To kick off some technical discussions

Sentinel · Post by **Sentinel** » Sat Jun 12, 2010 5:46 pm

thorstenczub wrote:forgive me for beeing an imperfect human

but as long as i see an engine lose because it has no clue that KBB-K is draw when the bishops have the same color, or that you cannot mate with 2 knights, or that wrong colored bishop is draw,
...
IMO a good chess engine should identify those things without tablebases .

and when i cannot see the games, i cannot identify those weaknesses in 2800 or 3000 ELO engines.

it still astonished me to see those things happen in programs that are that strong.

it gives them such a strange mechanical computerished skin... it does not fit in my paradigm of intelligent programs or intelligent methods. its not human. its machine-like.

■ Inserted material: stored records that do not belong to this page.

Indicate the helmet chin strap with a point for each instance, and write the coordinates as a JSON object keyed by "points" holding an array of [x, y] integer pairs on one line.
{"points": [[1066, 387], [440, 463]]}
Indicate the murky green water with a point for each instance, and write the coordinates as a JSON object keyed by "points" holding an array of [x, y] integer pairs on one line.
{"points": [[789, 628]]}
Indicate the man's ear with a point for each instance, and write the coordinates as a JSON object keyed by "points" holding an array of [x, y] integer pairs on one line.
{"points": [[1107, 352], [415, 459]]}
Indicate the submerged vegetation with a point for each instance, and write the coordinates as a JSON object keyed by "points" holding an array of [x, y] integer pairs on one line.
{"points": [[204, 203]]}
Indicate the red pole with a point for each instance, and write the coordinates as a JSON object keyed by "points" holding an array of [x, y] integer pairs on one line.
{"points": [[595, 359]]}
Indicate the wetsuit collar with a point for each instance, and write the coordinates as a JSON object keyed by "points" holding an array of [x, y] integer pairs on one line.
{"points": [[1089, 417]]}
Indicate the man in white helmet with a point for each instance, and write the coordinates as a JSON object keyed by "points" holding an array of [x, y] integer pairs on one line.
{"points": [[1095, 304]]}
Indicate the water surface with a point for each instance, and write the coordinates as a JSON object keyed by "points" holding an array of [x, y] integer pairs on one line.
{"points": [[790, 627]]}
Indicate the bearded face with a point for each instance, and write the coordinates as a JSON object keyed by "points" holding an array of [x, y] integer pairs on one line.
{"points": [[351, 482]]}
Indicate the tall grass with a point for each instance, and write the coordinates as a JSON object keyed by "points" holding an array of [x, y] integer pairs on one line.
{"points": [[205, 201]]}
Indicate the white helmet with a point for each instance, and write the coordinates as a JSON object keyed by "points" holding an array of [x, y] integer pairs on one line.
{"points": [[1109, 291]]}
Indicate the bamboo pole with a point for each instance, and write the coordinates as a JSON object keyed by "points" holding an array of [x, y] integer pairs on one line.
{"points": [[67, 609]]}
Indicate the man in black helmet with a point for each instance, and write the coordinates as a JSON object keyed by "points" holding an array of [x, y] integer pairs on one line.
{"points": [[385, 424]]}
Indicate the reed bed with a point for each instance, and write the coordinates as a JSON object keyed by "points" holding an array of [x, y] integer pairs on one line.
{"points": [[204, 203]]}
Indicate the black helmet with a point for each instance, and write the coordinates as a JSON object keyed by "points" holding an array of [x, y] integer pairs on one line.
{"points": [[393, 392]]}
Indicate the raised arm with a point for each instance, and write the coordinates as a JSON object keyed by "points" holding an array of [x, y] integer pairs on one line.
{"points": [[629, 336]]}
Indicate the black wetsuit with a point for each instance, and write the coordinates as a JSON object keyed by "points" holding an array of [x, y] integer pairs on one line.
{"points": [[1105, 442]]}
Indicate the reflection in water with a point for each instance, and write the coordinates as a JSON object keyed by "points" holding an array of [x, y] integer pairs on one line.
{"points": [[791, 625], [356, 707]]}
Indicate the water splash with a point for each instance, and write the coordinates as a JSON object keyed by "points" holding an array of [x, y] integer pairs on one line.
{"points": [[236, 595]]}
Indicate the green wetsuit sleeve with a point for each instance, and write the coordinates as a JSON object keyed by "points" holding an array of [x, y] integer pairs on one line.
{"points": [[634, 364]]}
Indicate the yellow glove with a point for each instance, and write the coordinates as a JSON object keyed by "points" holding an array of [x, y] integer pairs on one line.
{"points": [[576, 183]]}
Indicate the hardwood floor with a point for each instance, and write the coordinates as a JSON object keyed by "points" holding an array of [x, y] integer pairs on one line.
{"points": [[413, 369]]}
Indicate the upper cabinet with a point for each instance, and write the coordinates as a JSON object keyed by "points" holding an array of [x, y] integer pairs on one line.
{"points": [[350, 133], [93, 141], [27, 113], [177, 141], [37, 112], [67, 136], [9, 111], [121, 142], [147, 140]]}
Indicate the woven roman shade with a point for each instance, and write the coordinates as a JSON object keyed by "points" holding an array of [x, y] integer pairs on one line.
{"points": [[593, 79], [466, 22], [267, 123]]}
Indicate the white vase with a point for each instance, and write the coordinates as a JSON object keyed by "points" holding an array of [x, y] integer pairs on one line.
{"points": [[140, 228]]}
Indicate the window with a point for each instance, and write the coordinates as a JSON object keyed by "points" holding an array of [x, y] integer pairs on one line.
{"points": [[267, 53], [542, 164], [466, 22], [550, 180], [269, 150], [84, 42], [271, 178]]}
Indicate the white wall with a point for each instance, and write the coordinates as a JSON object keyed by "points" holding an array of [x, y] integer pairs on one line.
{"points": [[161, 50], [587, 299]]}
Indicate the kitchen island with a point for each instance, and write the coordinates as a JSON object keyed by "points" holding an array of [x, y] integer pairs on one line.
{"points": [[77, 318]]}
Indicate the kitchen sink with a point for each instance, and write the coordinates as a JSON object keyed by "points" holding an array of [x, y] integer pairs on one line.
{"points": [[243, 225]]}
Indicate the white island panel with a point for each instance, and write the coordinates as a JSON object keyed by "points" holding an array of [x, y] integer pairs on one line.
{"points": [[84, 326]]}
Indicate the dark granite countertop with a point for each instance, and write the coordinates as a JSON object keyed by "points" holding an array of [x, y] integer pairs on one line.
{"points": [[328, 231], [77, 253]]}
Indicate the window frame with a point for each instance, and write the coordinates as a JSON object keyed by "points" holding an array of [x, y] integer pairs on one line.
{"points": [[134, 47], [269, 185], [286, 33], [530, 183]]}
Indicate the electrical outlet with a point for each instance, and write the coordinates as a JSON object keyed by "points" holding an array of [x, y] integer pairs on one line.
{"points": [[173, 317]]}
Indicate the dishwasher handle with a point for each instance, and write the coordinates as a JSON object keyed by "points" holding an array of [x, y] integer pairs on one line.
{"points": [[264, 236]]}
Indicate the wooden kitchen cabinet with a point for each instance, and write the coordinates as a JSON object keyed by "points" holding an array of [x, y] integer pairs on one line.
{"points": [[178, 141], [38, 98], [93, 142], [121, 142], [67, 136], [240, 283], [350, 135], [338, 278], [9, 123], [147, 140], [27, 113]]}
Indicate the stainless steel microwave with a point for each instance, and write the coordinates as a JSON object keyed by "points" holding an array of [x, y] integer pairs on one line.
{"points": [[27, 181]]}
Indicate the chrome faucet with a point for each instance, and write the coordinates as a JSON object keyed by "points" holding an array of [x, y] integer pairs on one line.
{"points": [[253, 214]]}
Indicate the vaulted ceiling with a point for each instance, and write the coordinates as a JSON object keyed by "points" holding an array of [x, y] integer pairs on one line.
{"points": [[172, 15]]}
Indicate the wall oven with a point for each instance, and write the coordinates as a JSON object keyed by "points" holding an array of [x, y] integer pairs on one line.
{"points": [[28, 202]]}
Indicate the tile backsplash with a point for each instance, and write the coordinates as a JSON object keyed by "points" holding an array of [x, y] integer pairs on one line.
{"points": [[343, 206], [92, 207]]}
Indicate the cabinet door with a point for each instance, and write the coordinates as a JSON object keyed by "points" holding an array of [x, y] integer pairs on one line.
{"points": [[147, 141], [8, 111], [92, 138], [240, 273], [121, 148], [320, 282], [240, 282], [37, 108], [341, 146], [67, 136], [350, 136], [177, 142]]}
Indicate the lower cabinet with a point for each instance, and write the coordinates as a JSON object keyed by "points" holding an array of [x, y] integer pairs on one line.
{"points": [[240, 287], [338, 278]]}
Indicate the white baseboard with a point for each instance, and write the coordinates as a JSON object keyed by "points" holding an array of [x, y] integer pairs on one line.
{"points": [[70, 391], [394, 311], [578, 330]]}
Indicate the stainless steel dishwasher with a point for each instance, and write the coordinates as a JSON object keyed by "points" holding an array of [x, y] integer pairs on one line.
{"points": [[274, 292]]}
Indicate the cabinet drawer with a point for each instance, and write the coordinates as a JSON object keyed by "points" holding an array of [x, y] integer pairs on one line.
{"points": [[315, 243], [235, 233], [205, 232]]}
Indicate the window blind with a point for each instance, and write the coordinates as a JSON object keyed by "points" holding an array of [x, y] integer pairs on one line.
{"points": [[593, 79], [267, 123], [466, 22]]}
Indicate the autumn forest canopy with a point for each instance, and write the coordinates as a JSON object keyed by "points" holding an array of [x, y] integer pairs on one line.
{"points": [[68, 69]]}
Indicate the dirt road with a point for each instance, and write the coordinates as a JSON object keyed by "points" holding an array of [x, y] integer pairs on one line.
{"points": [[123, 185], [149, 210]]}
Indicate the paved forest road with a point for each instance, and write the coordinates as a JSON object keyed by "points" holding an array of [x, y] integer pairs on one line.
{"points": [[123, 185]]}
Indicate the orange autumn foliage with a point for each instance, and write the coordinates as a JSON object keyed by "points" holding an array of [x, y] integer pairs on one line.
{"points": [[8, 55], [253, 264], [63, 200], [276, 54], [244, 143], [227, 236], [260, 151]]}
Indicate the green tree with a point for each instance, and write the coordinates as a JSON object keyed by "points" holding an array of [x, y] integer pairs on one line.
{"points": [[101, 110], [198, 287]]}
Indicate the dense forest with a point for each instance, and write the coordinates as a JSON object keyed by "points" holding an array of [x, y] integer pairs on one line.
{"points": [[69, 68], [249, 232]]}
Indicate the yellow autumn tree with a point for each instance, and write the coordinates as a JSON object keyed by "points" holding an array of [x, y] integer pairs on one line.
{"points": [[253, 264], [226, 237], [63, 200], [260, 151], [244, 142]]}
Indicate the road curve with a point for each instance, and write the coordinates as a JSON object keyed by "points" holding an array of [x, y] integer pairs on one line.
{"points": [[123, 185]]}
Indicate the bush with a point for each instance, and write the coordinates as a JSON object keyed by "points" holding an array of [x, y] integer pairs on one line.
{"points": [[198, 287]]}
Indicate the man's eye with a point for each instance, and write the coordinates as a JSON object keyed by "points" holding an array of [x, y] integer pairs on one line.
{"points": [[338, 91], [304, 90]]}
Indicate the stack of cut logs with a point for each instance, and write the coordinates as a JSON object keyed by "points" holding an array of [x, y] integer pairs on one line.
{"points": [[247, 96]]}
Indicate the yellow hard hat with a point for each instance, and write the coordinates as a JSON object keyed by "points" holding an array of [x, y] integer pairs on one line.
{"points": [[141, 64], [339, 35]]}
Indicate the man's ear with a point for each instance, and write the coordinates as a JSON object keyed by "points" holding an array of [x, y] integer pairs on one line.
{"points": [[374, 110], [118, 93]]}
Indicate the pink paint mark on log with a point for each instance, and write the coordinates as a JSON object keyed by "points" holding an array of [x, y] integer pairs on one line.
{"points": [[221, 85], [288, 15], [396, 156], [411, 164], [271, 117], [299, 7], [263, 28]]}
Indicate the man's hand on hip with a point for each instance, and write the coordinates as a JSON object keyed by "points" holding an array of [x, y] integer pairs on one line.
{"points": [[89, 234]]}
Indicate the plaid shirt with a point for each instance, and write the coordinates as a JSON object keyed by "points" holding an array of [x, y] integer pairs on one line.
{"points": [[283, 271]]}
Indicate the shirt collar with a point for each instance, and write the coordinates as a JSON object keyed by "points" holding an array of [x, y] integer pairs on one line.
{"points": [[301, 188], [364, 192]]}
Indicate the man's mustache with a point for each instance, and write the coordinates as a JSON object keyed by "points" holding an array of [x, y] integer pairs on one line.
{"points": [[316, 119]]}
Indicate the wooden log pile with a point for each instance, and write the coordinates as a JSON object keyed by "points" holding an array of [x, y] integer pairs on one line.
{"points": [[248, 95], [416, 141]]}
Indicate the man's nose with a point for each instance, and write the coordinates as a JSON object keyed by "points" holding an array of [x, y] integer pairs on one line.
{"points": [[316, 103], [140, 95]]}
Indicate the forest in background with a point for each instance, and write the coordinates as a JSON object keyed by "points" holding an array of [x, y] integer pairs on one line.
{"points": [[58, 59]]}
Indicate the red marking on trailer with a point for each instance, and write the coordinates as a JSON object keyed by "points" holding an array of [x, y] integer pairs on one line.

i am still not used to this.

The reason for this is quite simple. ELO is a valid measure of strength and ppl want results. Engine programmers are quite pragmatic ppl.
Lets take a hypothetical example. To implement all the checkings you listed, it would cost your engine 10% of speed (lost in additional evaluation). 10% of speed is 10 ELO lost. 10 ELO means you will loose 1.5% of games that you would draw otherwise. Do you really think that things you mentioned would make you (statistically) lose 1.5% of total games played that would be draws otherwise?

Chris Whittington · Post by **Chris Whittington** » Sat Jun 12, 2010 5:52 pm

orgfert wrote:
Chris Whittington wrote:I've bolded the sections below where both poster are saying the same thing without actually saying.

The testing methodology can give ELO increases but these increases are NOT mapping to strength or chess skill.

Computer ELO and computer ELO lists are a kind of misleading nonsense.
How do you know?

well, rating lists are based on maths, statistics and some science, there are some assumptions unstated. the maths and the statistics are just processes and are sound but nobody in computer chess ever mentions the assumptions. everything is presented looking all scientific and sound and everybody just accepts as gospel.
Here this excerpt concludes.